Thursday, October 22, 2009
The Olmec are not indigenous native Americans
Some researchers claim that I am wrongly ruling out an “indigenous revolution” for the origin of the Olmec civilization. This is their opinion—the archaeological evidence, not I, suggest that the founders of the Olmec civilization were not “indigenous” people.
In the Olmec World: Ritual and Rulership (1995), (ed.) by Carolyn Tate, on page 65, we find the following statement”Olmec culture as far as we know seems to have no antecedents; no material models remain for its monumental constructions and sculptures and the ritual acts captured in small objects”.
M. Coe, writing in Regional Perspective on the Olmecs (1989), (ed.) by Sharer and Grove, observed that “ on the contrary, the evidence although negative, is that the Olmec style of art, and Olmec engineering ability suddenly appeared full fledged from about 1200 BC”.
Mary E. Pye, writing in Olmec Archaeology in Mesoamerica (2000), (ed.) by J.E. Cark and M.E. Pye,makes it clear after a discussion of the pre-Olmec civilizations of the Mokaya tradition, that these cultures contributed nothing to the rise of the Olmec culture. Pye wrote “The Mokaya appear to have gradually come under Olmec influence during Cherla times and to have adopted Olmec ways. We use the term olmecization to describe the processes whereby independent groups tried to become Olmecs, or to become like the Olmecs” (p.234). Pye makes it clear that it was around 1200 BC that Olmec civilization rose in Mesoamerica. She continues “Much of the current debate about the Olmecs concerns the traditional mother culture view. For us this is still a primary issue. Our data from the Pacific coast show that the mother culture idea is still viable in terms of cultural practices. The early Olmecs created the first civilization in Mesoamerica; they had no peers, only contemporaries” (pp.245-46).

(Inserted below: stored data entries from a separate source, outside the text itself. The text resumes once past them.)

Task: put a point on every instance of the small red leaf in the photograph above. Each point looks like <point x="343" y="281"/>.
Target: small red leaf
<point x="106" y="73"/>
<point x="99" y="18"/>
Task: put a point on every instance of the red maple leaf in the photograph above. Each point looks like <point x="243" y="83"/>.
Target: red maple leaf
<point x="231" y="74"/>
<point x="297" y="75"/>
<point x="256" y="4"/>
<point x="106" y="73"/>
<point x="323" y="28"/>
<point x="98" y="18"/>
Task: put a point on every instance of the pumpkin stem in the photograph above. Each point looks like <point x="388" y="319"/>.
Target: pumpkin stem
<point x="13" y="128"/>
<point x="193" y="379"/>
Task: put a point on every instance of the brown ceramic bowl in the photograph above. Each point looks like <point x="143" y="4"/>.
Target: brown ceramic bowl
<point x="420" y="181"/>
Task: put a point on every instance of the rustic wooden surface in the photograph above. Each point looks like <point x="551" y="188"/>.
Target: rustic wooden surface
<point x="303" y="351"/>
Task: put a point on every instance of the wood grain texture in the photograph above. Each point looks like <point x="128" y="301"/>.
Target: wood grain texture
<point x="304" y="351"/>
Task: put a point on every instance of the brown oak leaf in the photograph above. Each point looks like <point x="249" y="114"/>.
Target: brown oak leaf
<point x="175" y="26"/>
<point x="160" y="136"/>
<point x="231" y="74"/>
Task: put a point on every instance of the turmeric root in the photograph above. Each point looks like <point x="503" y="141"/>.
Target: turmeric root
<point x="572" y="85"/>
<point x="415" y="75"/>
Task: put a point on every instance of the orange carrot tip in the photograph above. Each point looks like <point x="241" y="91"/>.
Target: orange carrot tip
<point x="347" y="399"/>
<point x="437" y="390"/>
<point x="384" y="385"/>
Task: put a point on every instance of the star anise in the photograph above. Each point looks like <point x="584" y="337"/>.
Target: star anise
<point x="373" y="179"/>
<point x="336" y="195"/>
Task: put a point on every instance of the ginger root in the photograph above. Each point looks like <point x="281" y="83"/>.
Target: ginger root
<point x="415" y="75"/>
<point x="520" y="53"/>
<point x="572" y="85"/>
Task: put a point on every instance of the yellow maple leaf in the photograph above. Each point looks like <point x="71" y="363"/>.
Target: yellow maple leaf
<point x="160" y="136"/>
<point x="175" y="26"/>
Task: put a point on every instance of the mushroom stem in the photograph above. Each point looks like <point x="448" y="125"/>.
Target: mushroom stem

Richard A. Diehl The Olmecs:America’s first civilization (2005), wrote “ The identity of these first Olmecs remains a mystery. Some scholars believe they were Mokaya migrants from the Pacific coast of Chiapas who brought improved maize strains and incipient social stratification with them. Others propose that Olmec culture evolved among the local indigenous populations without significant external stimulus. I prefer the latter position, but freely admit that we lack sufficient information on the period before 1500 BC to resolve the issue” (p.25).
Pool (17-18), in Olmec Archaeology and early MesoAmerica (2007), argues that continuity exist between the Olmec and pre-Olmec cultures in Mexico “[even]though Coe now appears to favor an autochthonous origin for Olmec culture (Diehl & Coe 1995:150), he long held that the Olmec traits appeared at San Lorenzo rather suddenly during the Chicharras phase (ca 1450-1408 BC) (Coe 1970a:25,32; Coe and Diehl 1980a:150)”.
Pool admits (p.95), that “this conclusion contrasts markedly with that of the excavators of San Lorenzo, who reported dramatic change in ceramic type and [b] argued on this basis for a foreign incursion of Olmecs into Olman (Coe and Diehl 1980a, p.150).”
The evidence presented by these authors make it clear that the Olmec introduced a unique culture to Mesoamerica that was adopted by the Mexicans. As these statements make it clear there was no continuity between pre-Olmec cultures and the Olmec culture. The Mokaya culture was on the Pacific coast. The Olmec lived in the Gulf region.